Dalam Tarekat Khalwatiyah dikenal adanya sebuah amalan yang disebut Al-Asma’ As-
Sab’ah (tujuh nama). Yakni tujuh macam dzikir atau tujuh tingkatan jiwa yang harus dibaca oleh
setiap salik.  Sebagaimana yang telah dipaparkan diatas.
Al-Palimbani berpendapat dalam perihal martabat kewujudan Allah yang  terbagi menjadi
tujuh martabat, sama dengan dzikir yang dibaca dalam tarekat ini. Hasil dari perumusan metode
itu adalah hasil pembacaan Al-Palimbani atas karya-karya Al-Ghazali dan Ibnu Arabi saat Al-
Palimbani berada diluar negeri tapatnya Makkah dan Madinah. Disaat Al-Palimbani belajar
dengan Syaikh Samman.

Daftar Pustaka
Abdillah,  Ali M. 2011. Tasawuf Kontemporer Nusantara. Jakarta:  PT. INA PUBLIKATAMA.
Aceh, Abu Bakar. 1996. Pengantar Ilmu Tarekat. Solo: Ramadani.
Al-Ghozaly, Syakirin. 2010.  Ilmu Tasawuf Sebuah Pengantar. Sukoharjo: AIS- Aswaja Institut
Surakarta.
Azra, Azyumardi. 1998. Jaringan Ulama Timur Tengah dan Kepulauan Nusantara Abad XVII dan
XVIII: Melacak Akar-Akar Pembaruan Pemikiran Islam di Indonesia. Bandung: Mizan.
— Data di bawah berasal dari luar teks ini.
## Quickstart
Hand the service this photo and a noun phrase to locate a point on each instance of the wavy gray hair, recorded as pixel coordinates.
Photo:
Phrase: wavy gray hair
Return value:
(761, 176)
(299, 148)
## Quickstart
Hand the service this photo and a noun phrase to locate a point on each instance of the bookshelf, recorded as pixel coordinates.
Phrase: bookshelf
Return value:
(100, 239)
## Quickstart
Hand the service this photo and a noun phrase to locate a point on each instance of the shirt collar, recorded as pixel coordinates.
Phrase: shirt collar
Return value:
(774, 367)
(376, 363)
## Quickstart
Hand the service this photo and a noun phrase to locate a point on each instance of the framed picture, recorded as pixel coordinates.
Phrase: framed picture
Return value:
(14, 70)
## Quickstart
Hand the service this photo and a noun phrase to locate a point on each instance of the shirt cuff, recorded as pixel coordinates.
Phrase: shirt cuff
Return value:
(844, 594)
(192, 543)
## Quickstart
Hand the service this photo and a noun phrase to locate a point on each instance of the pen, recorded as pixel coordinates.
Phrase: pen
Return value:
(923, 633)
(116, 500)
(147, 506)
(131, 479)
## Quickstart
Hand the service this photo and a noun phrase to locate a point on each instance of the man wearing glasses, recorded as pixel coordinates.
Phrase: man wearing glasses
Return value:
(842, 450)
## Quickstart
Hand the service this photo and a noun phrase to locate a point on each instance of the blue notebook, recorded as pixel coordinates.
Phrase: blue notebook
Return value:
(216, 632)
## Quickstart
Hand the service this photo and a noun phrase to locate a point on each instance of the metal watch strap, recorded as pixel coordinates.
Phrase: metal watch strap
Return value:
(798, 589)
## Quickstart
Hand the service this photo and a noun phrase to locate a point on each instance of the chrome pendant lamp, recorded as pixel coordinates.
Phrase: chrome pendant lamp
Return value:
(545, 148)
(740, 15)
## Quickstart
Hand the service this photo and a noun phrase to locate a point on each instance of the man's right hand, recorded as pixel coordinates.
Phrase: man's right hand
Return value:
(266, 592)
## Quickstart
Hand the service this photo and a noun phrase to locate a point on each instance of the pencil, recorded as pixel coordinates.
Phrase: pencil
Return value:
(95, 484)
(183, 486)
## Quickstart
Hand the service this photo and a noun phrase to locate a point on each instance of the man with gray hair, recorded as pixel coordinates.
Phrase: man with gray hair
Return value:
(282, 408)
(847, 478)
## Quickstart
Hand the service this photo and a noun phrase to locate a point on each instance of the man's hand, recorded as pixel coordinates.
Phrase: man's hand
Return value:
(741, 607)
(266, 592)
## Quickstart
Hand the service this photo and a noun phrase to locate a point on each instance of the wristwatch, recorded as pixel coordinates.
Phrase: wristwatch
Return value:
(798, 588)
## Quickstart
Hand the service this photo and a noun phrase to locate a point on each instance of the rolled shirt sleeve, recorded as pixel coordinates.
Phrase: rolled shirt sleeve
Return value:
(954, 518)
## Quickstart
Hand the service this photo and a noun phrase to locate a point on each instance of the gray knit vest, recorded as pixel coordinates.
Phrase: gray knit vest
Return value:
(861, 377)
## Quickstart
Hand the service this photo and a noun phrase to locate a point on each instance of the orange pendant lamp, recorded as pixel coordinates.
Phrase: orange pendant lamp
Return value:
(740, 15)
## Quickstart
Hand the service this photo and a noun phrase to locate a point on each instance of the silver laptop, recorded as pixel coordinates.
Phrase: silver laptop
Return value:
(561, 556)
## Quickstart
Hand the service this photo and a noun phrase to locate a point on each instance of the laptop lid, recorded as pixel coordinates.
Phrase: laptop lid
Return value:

Hamid, Abu. 1990. Syeikh Yusuf Tajul Khalwat; Suatu Kajian Antropologi Agama. Ujung Pandang: 
Disertasi Ph.D Universitas Hasanuddin.
Masyhuri, Aziz. 2001. Ensiklopedi 22 Aliran Tarekat dalam Tasawuf, (Surabaya: IMTIYAZ.
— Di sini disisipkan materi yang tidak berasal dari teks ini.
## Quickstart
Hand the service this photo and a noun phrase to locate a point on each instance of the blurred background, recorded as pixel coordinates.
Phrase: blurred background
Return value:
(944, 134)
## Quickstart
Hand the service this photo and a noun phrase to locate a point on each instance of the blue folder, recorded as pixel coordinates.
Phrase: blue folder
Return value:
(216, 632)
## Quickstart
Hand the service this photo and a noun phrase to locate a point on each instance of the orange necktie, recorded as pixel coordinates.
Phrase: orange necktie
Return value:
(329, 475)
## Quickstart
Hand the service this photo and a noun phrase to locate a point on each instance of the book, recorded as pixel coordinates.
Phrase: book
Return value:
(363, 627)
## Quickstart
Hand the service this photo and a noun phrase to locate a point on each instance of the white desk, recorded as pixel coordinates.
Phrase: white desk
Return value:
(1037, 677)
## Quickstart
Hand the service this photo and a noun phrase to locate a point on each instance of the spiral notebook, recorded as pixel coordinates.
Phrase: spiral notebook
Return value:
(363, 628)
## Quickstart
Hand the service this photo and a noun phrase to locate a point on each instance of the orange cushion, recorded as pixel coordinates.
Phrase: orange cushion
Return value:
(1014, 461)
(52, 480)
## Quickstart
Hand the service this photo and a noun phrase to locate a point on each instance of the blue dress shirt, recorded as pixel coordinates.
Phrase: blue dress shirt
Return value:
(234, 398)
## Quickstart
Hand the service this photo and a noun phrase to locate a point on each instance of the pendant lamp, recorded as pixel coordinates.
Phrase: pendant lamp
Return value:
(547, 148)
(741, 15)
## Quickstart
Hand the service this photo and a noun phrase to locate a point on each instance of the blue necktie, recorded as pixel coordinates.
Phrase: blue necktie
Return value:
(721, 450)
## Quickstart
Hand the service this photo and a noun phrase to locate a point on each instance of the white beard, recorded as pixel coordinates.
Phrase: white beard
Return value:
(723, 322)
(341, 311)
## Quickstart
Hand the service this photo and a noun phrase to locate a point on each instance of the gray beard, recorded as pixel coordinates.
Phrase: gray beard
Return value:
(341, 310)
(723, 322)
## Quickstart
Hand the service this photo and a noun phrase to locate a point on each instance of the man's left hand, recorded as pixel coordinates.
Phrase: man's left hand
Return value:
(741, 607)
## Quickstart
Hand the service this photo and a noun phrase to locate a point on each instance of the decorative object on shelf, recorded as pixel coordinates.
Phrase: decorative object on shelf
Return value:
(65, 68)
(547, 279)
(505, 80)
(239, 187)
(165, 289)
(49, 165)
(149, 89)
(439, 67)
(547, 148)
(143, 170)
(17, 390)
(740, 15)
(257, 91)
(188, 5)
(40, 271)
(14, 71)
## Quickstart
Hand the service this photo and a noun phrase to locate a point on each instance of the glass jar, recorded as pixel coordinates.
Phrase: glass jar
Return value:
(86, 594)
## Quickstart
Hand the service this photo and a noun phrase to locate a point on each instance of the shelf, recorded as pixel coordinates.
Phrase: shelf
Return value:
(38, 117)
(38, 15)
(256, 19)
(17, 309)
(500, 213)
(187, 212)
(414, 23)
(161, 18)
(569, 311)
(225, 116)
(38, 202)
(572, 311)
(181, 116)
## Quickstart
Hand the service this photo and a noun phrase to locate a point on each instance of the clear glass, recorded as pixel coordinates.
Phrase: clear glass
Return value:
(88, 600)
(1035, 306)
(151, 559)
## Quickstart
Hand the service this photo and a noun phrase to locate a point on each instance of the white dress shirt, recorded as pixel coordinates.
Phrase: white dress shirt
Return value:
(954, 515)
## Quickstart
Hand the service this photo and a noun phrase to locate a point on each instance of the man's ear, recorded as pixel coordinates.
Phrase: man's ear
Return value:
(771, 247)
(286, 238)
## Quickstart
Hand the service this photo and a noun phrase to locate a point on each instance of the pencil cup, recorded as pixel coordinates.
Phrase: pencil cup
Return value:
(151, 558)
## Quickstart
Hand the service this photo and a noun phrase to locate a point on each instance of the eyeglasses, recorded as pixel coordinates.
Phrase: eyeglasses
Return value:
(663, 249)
Mulyati, Sri (et.al). 2005. Mengenal dan Memahami Tarekat-Tarekat Muktabarah di Indonesia, cet.
III.  Jakarta: Kencana.
Sholikin, M. 2001. Sejarah dan Pemikiran Tasawuf di Indonesia. Bandung: Pustaka Setia.
__________ 2008. Filsafat dan Metasfisika dalam Islam. Yogyakarta: NARASI.
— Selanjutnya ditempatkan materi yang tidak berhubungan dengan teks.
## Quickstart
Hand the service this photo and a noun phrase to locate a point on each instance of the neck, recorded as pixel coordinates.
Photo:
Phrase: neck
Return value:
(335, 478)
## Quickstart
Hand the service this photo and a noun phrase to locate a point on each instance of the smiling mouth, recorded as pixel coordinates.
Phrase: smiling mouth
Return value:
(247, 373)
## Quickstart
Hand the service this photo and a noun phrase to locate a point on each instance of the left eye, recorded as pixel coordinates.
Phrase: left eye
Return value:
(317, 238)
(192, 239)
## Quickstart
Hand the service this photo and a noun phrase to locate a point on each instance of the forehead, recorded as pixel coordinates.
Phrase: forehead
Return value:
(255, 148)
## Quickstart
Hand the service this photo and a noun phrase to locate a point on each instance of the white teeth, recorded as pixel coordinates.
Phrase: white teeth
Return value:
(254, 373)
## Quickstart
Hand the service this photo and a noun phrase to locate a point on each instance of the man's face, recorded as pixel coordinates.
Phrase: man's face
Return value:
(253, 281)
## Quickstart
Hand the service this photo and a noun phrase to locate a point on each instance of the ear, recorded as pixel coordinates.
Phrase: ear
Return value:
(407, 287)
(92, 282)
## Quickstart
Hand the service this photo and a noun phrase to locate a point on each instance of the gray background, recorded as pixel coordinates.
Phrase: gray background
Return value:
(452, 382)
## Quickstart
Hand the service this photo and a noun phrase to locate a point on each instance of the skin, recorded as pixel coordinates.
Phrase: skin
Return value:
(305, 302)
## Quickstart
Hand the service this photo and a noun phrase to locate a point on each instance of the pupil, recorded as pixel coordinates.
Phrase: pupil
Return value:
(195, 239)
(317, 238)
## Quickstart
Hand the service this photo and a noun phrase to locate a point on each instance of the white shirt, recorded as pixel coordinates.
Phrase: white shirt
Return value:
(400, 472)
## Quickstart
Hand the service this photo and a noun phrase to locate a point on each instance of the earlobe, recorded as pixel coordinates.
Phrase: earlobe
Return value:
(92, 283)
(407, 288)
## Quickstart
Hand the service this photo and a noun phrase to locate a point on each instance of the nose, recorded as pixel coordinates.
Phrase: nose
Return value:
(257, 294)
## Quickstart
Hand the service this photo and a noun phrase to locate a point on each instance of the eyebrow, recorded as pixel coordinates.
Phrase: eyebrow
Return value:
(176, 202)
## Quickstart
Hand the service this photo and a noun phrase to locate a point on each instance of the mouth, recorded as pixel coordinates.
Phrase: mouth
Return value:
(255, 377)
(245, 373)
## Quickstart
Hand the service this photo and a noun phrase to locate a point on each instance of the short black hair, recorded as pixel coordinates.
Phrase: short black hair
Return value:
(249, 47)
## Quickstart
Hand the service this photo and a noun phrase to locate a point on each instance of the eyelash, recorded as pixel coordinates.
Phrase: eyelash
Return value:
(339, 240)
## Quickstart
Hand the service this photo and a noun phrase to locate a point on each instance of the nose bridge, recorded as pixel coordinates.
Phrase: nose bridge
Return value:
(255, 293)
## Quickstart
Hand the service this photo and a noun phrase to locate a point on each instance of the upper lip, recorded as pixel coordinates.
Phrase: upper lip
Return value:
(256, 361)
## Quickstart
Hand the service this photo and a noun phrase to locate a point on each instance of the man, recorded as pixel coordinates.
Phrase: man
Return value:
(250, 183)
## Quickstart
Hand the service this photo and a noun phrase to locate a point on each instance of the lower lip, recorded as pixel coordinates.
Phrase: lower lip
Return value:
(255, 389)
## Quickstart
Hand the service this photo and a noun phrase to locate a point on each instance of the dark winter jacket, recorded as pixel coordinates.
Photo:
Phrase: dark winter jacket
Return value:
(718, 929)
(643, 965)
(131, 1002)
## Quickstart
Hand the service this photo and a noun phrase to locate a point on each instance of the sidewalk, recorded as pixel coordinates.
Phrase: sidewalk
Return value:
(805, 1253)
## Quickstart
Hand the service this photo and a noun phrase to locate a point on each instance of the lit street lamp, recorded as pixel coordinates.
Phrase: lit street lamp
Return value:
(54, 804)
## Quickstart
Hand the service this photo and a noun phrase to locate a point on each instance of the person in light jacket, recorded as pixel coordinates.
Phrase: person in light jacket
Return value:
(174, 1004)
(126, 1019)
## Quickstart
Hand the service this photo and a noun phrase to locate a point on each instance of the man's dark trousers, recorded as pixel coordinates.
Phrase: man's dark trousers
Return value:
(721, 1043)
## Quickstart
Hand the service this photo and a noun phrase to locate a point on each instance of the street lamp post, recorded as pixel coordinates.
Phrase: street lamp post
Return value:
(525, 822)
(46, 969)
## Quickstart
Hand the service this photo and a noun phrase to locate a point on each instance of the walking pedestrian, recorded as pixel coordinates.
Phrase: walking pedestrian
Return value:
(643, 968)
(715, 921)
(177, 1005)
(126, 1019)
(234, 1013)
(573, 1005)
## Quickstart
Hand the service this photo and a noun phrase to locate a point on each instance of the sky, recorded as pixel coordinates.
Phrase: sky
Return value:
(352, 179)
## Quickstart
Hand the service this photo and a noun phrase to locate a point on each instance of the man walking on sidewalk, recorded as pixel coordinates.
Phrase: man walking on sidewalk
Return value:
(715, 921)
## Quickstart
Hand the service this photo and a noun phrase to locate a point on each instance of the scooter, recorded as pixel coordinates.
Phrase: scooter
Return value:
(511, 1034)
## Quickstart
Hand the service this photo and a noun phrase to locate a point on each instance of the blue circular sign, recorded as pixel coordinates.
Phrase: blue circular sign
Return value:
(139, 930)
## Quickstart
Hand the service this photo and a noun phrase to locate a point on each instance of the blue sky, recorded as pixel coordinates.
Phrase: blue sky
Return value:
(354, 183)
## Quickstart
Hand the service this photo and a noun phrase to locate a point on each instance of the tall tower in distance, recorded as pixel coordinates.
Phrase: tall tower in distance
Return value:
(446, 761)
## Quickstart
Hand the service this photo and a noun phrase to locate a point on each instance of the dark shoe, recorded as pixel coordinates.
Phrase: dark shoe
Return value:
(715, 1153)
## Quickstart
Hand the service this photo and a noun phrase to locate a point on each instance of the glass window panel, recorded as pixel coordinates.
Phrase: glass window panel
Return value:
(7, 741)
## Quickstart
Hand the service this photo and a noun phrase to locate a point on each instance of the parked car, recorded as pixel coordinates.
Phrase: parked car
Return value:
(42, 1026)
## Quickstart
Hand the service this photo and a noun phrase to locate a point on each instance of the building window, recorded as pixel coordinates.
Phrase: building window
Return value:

Shihab, Alwi 2009. Antara Tasawuf Sunni & Tasawuf Falsafi (Akar Tasawuf di Indonesia). Depok:
Pustaka IIMaN.
Toriquddin,   Moh. 2008. Sekularitas Tasawuf (Membumikan Tasawuf dalam Dunia
Modern).  Malang: UIN-Malang Press.
Quzwain, M. Chatib. 1985.Mengenal Allah: Studi Mengenai Ajaran Tasawuf Syekh Abdus-Samad
Al-Palimbani. Jakarta: Bulan Bintang.